The software link: Click here.

I wrote a program several year ago for the purpose of edification of my students, which produces step-by-step solutions to linear systems using Gaussian elimination. The core of the program was written in Lisp (one of my favorite programming languages) but the Web interface was done in Perl. In recent days, I rewrote the program completely and entirely in Lisp. If you are a Lisper, you may be interested in the fact that the matrix can be entered in either MATLAB or Lisp syntax, thanks to the Lisp reader hooks.

Gaussian elimination is not a difficult algorithm, and there are many pieces of software that provide an implementation for floating point coefficients. Therefore, let us pause for a moment and consider a question: why would we need another piece of software to do this? From a point of view of a mathematics instructor, the answer is simple: The existing packages are not meant to provide an explanation of how they arrive at an answer. In contrast, out package draws upon the ideas and tools of Artificial Intelligence and in addition to giving an answer, it gives us a detailed account of the intermediate steps.

With most other packages, all the work is done (very fast!) within the machine, and the only result is the final answer. Due to the floating point arithmetic, the answer is almost never $100\%$ accurate, and the estimate of the size of the error is performed using condition numbers, which are also computed using numerical methods. We recall that the condition number of a square matrix $A$ is defined as: $$ K(A) = \|A\| \cdot \|A^{-1}\|. $$

The property of the condition number is that if we solve the system $Ax=b$, but instead of $b$ we only have $b+\delta b$ where $\delta b$ is the error of the right-hand side, then the solution is $x+\delta x$ where: \begin{equation} \frac{\|\delta x\|}{\|x\|} \leq K(A)\cdot \frac{\|\delta b\|}{\|b\|}. \tag{1} \label{eq:condnummin} \end{equation}

Thus, $K(A)$ expresses the magnification of relative error when solving a linear system. Unfortunately, to know $K(A)$ exactly we need to know the norm of $A^{-1}$. Moreover, the exact norm of the matrix with respect to the Euclidean norm can only be expressed in terms of the eigenvalues of $\|A^TA\|$. If the inverse is known, the norm can be estimated from above in a variety of ways with only minimal effort. Thus, a bit of a circular argument develops because to know the numerical error of $A^{-1}$. we need to know $A^{-1}$.

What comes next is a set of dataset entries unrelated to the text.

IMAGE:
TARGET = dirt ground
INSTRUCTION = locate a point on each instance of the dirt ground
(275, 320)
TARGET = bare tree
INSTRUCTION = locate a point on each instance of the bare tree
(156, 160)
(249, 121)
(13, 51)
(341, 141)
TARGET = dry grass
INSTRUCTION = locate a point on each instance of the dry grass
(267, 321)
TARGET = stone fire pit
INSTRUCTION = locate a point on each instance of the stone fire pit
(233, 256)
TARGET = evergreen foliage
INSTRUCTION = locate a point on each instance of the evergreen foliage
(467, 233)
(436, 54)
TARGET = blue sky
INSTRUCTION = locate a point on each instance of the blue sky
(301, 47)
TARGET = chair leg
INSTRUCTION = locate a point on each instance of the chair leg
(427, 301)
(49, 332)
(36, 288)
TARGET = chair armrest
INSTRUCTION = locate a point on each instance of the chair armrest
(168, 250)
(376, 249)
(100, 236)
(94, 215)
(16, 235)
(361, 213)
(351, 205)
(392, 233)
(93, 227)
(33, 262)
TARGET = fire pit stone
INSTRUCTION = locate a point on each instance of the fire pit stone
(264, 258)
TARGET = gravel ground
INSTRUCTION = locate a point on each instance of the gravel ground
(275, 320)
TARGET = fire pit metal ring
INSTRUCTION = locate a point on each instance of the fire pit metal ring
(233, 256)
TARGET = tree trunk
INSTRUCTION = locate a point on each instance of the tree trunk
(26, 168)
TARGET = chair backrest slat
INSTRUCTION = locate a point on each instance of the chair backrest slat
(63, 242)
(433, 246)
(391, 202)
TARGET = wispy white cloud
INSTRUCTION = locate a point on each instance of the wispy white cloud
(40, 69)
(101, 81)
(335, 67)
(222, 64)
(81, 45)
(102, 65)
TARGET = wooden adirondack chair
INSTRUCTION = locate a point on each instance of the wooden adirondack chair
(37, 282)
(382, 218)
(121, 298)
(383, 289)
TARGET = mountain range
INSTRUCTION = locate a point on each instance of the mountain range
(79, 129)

As a result, one uses a proxy for $K(A)$ which is obtained by approximately solving $Ax=b$ for several randomly chosen vectors $b$ and using these solutions together with \eqref{eq:condnummin} to deduce an upper bound on $K(A)$.

Computer algebra systems solve linear system symbolically. However, they are also not geared towards explaining the steps of the solution. Often the symbolic computations are slow and blow up in size as without the help from the rounding, the coefficients grow fast in size. If you need to work out modest in size systems of linear equations, and need to understand how Gaussian elimination deals with the particular set of coefficients with respect to scaling and exchanging rows, this program may be of interest to you, as an alternative to working the example by hand.

The program understands arbitrary precision integers and fractions. If all coefficients of the input are rational, so is the answer and all intermediate steps. Thus, the result has infinite precision. The program also understands complex coefficients. Again, if the real and imaginary parts of all coefficients are rational, all calculations are performed with 100$\%$ accuracy, and the result is given in terms of complex numbers with fractions as real and imaginary parts. The system supports single and double precision calculations, too. Thus, one can compare easily exact and approximate solutions to linear systems. Again, all intermediate steps are produced and can be inspected for unusual conditions which lead to the loss of precision.